Retention Metrics to Reduce Churn and Win Back Customers

Understanding these retention metrics is critical for long-term business planning and growth.

Retention Metrics to Reduce Churn and Win Back Customers

Leveraging customer churn and retention leads to higher customer lifetime value. That's because retained customers spend 67% more than new customer, according to a Bain & Company study, often refer their friends to your platform, and, especially for B2B companies, are more willing to pay a premium than switch to a competitor.

The right retention strategy is key to growing your SaaS and increasing its valuation. In fact, according to a study by global management consulting firm Bain & Company, a 5% increase in customer retention can boost your profits between 25% and 95%.

However, to retain customers, you must have the right insights to build loyal relationships with them:

  • When do they churn?
  • How quickly do they churn?
  • Why do formerly loyal customers leave your SaaS?

The answers to all these elements and more will shape your customer retention strategies, and to answer them you will need to utilize retention metrics. Understanding these retention metrics is critical for long-term business planning and growth.

Why is It Important to Understand Retention Metrics?

Leveraging customer churn and retention leads to higher customer lifetime value. That's because retained customers spend 67% more than new customers according to the Bain & Company study, often refer their friends to your platform, and, especially for B2B companies, are more willing to pay a premium than switch to a competitor.

Retention metrics give you insight into who your customers are and what they need most.

Without this information, how can you effectively manage your marketing campaigns, customer journey, customer experience feature development, and sales processes?

What Are the Key Customer Retention Metrics We Will Look At?

  • Core Retention
  • Proxy Retention
  • Customer-Centric Metrics
  • Customer Churn
  • Voluntary Customer Churn
  • Involuntary Customer Churn
  • User Activity Metrics

Revenue-Centric Metrics

  • Monthly Recurring Revenue Churn
  • New Business MRR
  • Expansion MRR
  • Contraction MRR
  • Churned MRR (MRR Churn)
  • Gross Revenue Churn
  • Net Revenue Churn
  • Customer Lifetime Value
  • Cumulative Cohort Revenue

Core Retention

Churn and retention metrics can be looked at from two different directions. You can examine it in terms of the percentage of customers who have unsubscribed from your service. Or you can look at from the other side, examining retention, or how long a customer stays with one of your services on average.

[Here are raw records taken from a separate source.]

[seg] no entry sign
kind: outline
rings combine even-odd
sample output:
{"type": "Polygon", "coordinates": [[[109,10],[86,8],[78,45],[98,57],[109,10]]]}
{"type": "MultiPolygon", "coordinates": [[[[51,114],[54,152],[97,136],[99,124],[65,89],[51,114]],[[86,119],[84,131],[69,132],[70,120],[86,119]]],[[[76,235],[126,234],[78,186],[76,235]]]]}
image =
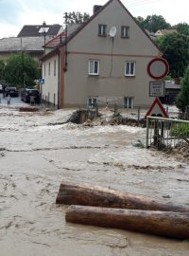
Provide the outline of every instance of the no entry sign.
{"type": "Polygon", "coordinates": [[[168,74],[168,63],[163,58],[155,58],[147,65],[148,75],[155,80],[164,78],[168,74]]]}

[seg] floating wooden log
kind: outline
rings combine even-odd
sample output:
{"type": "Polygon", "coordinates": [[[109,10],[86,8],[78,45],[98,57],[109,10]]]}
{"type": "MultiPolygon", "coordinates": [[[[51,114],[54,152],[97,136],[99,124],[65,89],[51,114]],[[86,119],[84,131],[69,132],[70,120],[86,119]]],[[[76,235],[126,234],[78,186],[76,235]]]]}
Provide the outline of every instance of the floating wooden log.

Core retention simply measures the total number of users who are still with you after a certain period of time has passed. So, you might ask yourself the question, “Out of the new customers we onboarded three months ago, how many are still subscribed today? What about six months ago? A year ago?”

The longer someone stays subscribed to one of your products, the more likely they are to continue subscribing. This is especially the case for subscription services marketed to other businesses. After all, once these businesses have found a solution that meets their needs, they’re likely to stick with it unless a competitor offers a clearly superior alternative.

By dividing your customer base into different cohorts and examining how core retention is impacted, you can discover a great deal of valuable information that can help you refine your offerings and market them more effectively.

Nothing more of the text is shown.